For its part, Grupo IEB stated that there are still measures to be taken to get out of the trap and added that the 4% break in inflation is beginning to consolidate expectations that “the plan works,” and for the moment the exchange gap is located at 20%, lowering the level of uncertainty.

“It is evident that companies have a better climate to be able to develop their commercial activities, by improving payment conditions for imports. All this leads us to think that the economic recovery has a high chance of being sustained over time, helping to reduce concerns social.

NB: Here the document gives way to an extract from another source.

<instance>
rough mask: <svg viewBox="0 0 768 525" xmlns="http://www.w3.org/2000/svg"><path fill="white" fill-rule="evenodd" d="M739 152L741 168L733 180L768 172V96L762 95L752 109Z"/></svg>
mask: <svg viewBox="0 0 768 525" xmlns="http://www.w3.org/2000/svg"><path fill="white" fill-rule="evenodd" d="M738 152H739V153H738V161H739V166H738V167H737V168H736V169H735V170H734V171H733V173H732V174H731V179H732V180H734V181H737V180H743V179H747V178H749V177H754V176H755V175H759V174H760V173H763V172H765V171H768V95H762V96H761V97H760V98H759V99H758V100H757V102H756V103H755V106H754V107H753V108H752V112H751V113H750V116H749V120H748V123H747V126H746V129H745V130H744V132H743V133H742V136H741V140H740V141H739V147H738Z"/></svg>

Obviously There remain a series of challenges to overcome that will allow the process of releasing the stocks to advance,” assured IEB.

Finally, Romano Group stated that “kicking” the exit of 2025 can bring a risk: “Extending key issues such as the exit of the stocks until after the elections can return to the more turbulent 2025 scenario since it means taking a full political/social gamble, being so unpredictable in Argentina. We understand that the greatest prudence on the part of the Government regarding exit from the stocks refers to the search for a later moment in in order to avoid inflationary turbulence”.